Lebih jauh lagi, koperasi Merah Putih juga diproyeksikan menjadi pusat ekosistem ekonomi desa dan kelurahan. Tidak hanya berfungsi sebagai lembaga perdagangan, koperasi dapat berperan sebagai pusat pergudangan, distribusi logistik, hingga pengembangan usaha lokal. Dengan pendekatan ini, koperasi menjadi katalisator pertumbuhan ekonomi berbasis komunitas.
Di Pekanbaru, kehadiran koperasi Merah Putih membuka peluang besar bagi pelaku usaha kecil. Pedagang pasar, petani urban, pelaku UMKM, hingga kelompok perempuan dapat memperoleh akses modal, jaringan pemasaran, serta pelatihan usaha. Dalam jangka panjang, kondisi ini diharapkan mampu menekan angka ketimpangan ekonomi sekaligus memperkuat ketahanan sosial masyarakat.
Dari perspektif sosial, koperasi Merah Putih juga membawa dampak yang tidak kalah penting. Ia menjadi ruang interaksi masyarakat, tempat tumbuhnya kepercayaan, dan sarana memperkuat solidaritas komunitas. Dalam dunia yang semakin individualistik, koperasi hadir sebagai pengingat bahwa kesejahteraan sejati hanya dapat dicapai melalui kerja sama dan kebersamaan.

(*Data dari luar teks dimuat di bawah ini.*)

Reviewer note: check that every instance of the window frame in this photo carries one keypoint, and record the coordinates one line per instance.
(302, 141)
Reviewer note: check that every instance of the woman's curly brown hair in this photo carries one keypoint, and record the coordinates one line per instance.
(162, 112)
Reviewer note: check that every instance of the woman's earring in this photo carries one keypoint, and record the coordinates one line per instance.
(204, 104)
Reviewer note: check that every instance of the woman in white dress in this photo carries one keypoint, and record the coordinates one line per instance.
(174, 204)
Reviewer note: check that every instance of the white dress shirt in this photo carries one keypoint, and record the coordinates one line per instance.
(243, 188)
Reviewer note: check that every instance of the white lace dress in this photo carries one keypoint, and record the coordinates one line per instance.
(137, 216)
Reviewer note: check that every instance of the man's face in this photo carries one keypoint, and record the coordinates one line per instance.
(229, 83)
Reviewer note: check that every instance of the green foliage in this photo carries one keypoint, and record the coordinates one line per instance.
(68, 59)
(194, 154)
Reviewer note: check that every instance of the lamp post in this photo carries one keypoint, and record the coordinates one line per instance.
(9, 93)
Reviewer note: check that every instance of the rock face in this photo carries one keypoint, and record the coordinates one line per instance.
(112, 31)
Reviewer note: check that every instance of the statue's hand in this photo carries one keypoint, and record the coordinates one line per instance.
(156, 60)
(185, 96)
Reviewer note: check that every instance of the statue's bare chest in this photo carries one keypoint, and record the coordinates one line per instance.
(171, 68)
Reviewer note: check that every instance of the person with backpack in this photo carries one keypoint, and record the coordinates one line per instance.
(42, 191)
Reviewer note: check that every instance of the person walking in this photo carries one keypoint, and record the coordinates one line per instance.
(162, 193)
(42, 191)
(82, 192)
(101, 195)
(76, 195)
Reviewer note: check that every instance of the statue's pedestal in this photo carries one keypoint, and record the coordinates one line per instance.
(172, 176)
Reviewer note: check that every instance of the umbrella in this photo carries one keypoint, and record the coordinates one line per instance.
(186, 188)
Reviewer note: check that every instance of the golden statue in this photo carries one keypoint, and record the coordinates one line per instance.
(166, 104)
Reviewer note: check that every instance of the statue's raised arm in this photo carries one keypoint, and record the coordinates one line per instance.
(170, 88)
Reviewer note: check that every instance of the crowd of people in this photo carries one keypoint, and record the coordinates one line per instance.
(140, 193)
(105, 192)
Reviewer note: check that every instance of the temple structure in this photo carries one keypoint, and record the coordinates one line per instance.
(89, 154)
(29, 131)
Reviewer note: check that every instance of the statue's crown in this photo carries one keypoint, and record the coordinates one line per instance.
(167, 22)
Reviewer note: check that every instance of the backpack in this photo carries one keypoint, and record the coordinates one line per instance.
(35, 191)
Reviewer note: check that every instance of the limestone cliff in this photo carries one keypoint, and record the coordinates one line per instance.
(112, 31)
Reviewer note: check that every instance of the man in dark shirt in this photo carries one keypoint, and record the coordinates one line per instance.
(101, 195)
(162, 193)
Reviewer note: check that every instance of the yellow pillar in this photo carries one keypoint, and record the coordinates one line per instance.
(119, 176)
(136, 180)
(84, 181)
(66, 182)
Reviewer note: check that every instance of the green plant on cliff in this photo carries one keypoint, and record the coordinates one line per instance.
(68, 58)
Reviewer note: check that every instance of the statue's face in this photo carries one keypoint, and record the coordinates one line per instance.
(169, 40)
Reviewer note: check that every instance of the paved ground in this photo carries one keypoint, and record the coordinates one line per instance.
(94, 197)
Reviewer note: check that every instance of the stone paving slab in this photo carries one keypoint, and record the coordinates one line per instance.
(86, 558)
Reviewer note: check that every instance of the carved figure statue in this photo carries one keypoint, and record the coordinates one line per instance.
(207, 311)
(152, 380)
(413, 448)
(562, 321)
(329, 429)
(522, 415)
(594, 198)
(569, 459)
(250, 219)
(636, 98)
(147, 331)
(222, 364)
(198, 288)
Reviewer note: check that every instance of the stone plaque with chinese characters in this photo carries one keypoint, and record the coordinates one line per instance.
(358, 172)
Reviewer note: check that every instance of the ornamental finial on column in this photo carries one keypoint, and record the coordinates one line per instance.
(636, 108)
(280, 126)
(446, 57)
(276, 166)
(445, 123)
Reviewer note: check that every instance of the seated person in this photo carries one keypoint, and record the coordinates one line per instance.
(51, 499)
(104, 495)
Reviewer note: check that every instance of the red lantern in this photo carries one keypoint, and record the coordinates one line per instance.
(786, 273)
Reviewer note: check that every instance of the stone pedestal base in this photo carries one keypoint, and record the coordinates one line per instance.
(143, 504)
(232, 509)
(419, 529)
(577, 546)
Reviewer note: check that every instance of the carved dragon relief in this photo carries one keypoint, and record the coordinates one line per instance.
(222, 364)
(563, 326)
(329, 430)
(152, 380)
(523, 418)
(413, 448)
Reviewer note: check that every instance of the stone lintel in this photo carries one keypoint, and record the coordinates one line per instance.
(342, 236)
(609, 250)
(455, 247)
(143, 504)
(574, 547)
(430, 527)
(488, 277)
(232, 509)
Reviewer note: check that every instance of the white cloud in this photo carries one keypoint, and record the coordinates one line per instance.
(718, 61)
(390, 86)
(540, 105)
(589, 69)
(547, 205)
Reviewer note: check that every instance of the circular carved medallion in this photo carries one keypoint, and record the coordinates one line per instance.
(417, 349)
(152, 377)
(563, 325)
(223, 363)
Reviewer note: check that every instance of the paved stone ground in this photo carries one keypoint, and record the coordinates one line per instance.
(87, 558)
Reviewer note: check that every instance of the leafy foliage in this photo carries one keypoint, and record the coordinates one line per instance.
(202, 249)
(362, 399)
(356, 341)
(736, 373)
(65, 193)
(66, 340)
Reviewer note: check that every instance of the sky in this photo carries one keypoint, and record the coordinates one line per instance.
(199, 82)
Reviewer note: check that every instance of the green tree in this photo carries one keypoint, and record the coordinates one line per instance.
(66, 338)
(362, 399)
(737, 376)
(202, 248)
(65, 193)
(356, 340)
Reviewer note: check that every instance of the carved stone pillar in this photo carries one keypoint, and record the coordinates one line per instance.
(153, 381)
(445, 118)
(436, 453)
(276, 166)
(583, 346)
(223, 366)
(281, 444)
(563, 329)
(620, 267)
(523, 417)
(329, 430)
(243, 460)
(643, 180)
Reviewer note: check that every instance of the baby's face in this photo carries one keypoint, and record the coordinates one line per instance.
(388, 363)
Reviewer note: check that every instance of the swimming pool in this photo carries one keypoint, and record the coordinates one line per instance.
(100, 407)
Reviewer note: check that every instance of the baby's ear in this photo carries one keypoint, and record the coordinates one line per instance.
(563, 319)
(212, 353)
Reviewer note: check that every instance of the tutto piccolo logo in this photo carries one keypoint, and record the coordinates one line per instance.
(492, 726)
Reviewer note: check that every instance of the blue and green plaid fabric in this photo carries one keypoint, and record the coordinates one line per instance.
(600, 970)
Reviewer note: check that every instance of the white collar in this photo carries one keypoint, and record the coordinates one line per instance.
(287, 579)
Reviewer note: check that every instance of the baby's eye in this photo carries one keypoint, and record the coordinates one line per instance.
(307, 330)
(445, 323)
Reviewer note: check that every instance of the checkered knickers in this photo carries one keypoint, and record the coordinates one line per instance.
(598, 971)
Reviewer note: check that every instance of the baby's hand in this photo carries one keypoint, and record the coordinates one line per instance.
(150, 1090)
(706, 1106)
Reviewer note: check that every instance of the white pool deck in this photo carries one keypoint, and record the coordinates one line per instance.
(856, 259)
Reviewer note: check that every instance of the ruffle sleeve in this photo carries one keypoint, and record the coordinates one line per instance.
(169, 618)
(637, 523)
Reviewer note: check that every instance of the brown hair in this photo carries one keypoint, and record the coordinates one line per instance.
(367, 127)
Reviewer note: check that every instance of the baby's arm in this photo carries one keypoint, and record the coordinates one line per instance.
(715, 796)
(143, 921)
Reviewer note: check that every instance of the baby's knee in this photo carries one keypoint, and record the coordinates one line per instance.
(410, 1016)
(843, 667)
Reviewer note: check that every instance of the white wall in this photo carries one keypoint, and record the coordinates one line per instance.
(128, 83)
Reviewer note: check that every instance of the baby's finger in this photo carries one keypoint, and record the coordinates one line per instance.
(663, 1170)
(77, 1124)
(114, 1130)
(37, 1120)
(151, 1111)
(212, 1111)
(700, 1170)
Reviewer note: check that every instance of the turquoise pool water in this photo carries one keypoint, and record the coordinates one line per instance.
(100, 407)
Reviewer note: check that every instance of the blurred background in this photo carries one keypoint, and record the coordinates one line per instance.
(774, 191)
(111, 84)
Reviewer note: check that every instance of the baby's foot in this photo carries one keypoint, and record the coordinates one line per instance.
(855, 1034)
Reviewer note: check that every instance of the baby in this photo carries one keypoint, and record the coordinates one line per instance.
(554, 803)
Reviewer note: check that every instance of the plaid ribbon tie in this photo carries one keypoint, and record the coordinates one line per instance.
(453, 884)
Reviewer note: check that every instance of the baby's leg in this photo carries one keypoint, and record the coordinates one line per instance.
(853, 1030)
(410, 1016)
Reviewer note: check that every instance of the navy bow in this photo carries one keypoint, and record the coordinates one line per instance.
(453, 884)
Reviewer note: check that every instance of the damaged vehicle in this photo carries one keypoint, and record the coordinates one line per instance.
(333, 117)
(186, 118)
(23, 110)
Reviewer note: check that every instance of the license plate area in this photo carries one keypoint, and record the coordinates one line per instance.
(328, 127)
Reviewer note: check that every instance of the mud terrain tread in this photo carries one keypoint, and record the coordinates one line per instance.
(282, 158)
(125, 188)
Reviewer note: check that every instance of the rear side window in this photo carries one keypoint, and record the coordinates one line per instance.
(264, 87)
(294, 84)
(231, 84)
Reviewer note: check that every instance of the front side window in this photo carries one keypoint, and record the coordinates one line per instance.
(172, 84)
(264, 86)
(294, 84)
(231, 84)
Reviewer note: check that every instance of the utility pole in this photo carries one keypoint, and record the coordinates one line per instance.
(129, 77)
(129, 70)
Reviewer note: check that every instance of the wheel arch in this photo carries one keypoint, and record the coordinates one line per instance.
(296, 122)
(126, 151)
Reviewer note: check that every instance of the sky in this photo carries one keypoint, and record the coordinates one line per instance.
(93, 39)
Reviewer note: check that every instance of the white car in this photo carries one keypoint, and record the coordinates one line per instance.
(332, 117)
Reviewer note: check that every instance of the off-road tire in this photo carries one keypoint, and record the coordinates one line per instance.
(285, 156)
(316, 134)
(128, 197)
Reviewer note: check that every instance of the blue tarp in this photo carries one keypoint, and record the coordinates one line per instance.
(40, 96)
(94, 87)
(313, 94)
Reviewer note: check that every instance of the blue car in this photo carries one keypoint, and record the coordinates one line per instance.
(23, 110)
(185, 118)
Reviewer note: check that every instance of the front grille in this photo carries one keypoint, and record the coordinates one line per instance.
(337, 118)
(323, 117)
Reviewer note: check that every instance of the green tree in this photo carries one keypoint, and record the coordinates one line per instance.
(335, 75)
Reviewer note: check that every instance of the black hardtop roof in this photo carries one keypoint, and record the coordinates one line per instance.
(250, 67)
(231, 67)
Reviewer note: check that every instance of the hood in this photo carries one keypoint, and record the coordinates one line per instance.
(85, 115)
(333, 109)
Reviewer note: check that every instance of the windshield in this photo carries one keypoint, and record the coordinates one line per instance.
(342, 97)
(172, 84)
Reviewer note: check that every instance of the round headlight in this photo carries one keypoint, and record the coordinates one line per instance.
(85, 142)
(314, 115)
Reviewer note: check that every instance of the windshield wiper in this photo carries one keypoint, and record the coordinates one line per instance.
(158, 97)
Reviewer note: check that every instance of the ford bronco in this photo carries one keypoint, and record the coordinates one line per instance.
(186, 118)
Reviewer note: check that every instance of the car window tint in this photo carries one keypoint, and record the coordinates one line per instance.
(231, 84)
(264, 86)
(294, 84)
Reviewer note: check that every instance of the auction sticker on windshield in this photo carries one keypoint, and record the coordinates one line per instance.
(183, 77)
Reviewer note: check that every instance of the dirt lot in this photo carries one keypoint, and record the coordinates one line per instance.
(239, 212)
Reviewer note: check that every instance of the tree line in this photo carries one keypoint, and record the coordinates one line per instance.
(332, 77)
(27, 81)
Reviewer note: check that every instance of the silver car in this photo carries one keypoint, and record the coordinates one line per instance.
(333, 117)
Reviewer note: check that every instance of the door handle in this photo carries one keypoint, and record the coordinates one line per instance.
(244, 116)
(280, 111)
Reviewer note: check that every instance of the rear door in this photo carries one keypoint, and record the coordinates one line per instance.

Ke depan, tantangan utama bukan lagi pada pembentukan koperasi, melainkan pada pengelolaan yang profesional dan berkelanjutan. Transparansi, akuntabilitas, serta peningkatan kapasitas sumber daya manusia menjadi faktor kunci keberhasilan koperasi Merah Putih. Pemerintah daerah, pengurus koperasi, dan masyarakat perlu terus bersinergi agar koperasi dapat berkembang menjadi institusi ekonomi yang modern dan terpercaya.
Sebagai bagian dari ekosistem ekonomi nasional, koperasi Merah Putih membawa harapan besar bagi masa depan ekonomi kerakyatan Indonesia. Di Kota Pekanbaru, program ini bukan hanya simbol kebijakan pemerintah, melainkan juga refleksi semangat masyarakat untuk bangkit bersama dalam menghadapi tantangan ekonomi global.
Dengan fondasi gotong royong yang kuat, koperasi Merah Putih di Pekanbaru diharapkan dapat tumbuh menjadi mercusuar ekonomi lokal. Ia bukan sekadar organisasi, melainkan gerakan kolektif menuju kesejahteraan bersama. Sebuah perjalanan panjang yang dimulai dari kelurahan, tetapi membawa harapan besar bagi masa depan bangsa.